For larger design topics (e.g. new features, or a significant change), the use of an explainer merged into the appropriate working group repository on GitHub is preferred.

  • An explainer is simply a document in the markdown format (md) that describes your proposed design.

    • You create an explainer as a Pull Request, and comments/updates can be made using the normal PR review process.
    • Explainers should be added to the appropriate Working Group repository. Explainers for work that span multiple working groups may be placed in any of the appropriate WG repos. Explainers for work that does not align with a WG may use the ampproject design-doc repository.
    • You may use a public Google document (with public comments enabled) instead of an md file for your explainer, but this has significant disadvantages. If you use a Google document, you must submit a PDF version in the same repository you would have used for an explainer md file.
    • The W3C TAG Explainer document describes what an explainer should contain and a recommended template. Design docs - A design doc also has tips on documenting a design.
    • An explainer does not need to be "final" before being merged in. You may merge in a draft copy and handle updates through issues/PRs as needed.
    • Explainers (whether as an md file or in a Google document) should be visible to the public, and any member of the community should be able to comment on it. The explainer should not link to non-public information except in extraordinary circumstances, and the non-public nature of the link and the reason for it not being public should be detailed.
  • See the "Using React/Preact to implement AMP elements" explainer for an example.

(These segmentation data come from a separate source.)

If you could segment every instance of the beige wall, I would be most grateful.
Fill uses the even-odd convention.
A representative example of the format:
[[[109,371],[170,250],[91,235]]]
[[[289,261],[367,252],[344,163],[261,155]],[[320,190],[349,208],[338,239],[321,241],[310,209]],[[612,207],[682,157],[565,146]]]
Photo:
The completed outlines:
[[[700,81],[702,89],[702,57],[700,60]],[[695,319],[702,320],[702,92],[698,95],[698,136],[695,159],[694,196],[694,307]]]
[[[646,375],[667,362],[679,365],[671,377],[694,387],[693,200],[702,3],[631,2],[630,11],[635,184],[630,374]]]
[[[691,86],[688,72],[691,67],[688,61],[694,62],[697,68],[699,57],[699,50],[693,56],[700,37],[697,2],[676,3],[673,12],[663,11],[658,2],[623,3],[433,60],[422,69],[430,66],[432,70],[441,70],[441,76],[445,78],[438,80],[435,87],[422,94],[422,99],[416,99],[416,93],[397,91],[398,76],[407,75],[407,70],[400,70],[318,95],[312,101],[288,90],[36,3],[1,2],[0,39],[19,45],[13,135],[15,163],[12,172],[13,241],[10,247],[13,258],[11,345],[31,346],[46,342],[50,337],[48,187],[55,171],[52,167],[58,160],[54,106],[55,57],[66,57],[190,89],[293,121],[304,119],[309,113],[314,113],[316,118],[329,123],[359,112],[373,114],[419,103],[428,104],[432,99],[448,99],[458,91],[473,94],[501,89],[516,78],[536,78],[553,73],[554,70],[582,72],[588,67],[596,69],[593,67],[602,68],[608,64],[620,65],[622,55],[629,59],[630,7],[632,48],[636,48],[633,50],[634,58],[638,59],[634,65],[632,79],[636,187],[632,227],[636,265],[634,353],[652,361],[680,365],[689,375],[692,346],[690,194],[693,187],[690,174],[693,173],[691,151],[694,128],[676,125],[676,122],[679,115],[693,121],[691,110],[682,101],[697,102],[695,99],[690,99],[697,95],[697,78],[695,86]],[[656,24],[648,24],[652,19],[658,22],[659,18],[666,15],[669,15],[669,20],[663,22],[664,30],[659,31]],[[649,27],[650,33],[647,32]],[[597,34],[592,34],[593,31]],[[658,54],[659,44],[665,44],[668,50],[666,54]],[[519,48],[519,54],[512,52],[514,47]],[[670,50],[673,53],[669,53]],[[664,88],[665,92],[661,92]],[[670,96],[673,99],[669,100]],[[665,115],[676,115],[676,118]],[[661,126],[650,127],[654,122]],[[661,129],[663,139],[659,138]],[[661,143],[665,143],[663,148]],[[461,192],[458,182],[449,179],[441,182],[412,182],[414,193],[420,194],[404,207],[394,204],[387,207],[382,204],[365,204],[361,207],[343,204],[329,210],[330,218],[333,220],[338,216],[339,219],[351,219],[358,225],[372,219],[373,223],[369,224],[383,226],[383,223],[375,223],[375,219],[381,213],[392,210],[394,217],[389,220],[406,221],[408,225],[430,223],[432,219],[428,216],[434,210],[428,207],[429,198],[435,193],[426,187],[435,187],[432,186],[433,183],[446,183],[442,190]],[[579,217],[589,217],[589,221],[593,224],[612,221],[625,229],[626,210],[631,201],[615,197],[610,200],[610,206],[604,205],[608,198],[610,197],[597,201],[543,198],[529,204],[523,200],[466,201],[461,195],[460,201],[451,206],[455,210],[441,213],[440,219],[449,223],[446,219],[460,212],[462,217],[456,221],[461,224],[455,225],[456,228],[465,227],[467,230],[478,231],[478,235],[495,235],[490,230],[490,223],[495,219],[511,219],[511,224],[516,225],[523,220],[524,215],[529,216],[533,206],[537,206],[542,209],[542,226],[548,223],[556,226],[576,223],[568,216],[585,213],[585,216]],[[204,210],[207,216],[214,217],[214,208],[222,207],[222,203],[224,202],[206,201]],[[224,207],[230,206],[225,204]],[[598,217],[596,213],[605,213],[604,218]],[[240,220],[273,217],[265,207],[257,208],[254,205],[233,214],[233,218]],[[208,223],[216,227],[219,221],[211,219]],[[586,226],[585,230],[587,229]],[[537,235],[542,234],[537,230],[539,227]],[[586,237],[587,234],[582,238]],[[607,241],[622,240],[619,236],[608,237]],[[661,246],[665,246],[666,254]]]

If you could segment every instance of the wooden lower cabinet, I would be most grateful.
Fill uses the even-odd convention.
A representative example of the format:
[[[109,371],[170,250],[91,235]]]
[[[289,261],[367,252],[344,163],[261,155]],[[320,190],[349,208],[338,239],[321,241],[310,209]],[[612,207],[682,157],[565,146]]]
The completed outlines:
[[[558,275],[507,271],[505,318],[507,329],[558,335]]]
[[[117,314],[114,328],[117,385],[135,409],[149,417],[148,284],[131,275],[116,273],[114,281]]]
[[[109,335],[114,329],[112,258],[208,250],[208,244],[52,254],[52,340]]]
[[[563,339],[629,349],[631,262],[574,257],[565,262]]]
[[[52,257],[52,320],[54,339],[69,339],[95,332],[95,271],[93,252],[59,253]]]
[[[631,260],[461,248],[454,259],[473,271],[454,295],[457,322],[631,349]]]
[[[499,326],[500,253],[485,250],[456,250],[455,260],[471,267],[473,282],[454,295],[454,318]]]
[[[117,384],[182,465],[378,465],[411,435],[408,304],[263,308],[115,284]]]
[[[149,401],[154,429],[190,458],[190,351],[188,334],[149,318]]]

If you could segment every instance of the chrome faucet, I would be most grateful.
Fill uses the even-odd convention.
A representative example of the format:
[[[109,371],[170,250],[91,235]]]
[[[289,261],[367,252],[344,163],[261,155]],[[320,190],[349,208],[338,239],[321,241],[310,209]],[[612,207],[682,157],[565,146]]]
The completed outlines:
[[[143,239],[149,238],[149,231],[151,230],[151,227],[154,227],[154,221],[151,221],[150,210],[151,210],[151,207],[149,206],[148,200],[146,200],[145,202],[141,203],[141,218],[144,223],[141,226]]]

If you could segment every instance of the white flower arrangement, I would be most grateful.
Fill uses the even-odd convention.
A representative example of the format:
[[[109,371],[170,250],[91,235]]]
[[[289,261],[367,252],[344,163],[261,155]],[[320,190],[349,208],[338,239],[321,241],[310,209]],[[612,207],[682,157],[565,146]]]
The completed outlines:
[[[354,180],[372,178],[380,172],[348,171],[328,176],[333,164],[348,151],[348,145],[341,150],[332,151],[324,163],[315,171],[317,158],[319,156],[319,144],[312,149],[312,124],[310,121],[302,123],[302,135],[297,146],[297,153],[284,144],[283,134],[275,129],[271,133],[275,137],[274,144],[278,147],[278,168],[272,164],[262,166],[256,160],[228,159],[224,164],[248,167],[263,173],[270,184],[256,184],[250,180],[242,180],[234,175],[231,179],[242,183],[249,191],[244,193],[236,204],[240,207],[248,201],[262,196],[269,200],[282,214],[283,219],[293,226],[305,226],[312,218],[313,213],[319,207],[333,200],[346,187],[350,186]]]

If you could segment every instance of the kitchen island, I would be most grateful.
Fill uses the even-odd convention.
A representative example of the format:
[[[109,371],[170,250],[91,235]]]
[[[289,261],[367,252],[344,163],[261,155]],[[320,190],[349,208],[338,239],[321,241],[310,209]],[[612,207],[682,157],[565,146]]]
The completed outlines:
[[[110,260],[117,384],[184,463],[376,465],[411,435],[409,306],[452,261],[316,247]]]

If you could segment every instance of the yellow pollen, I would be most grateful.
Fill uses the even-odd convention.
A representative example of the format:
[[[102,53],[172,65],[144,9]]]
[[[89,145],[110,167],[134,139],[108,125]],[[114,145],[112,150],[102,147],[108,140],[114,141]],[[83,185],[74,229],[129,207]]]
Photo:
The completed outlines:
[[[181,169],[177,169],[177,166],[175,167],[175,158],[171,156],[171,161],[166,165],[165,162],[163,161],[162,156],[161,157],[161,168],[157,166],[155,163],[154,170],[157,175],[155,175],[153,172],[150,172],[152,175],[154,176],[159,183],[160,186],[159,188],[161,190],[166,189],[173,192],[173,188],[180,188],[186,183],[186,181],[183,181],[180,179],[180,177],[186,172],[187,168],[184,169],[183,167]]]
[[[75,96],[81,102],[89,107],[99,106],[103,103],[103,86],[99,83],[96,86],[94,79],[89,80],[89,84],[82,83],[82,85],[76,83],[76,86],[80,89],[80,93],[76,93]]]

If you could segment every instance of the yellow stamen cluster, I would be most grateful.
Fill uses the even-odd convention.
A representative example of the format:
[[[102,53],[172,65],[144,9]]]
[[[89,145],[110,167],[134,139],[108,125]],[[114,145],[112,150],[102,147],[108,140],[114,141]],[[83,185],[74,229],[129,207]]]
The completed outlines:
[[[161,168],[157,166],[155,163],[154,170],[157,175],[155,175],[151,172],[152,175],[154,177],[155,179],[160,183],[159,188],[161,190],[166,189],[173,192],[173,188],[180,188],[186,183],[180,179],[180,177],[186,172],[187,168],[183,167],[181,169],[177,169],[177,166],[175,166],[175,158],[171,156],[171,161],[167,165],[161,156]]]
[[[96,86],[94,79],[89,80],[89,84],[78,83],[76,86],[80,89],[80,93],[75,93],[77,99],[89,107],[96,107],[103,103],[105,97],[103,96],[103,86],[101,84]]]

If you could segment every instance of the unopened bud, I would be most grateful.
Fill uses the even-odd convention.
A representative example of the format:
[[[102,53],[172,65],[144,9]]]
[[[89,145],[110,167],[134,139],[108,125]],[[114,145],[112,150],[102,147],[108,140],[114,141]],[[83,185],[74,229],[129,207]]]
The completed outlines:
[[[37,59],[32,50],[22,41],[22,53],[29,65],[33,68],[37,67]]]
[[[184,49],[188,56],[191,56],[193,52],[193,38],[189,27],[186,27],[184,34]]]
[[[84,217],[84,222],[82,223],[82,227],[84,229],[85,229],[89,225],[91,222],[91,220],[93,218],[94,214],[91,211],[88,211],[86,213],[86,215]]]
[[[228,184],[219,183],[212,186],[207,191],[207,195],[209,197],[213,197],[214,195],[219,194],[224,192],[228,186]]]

  • Add this license text to the top of your design doc before sharing it with anyone else in the community (updating the year if necessary):

    Copyright 2019 The AMP HTML Authors. All Rights Reserved.
    
    Licensed under the Apache License, Version 2.0 (the "License"); you may not use this file except in compliance with the License. You may obtain a copy of the License at
    
    http://www.apache.org/licenses/LICENSE-2.0
    
    Unless required by applicable law or agreed to in writing, software distributed under the License is distributed on an "AS-IS" BASIS, WITHOUT WARRANTIES OR CONDITIONS OF ANY KIND, either express or implied.
    
    See the License for the specific language governing permissions and limitations under the License.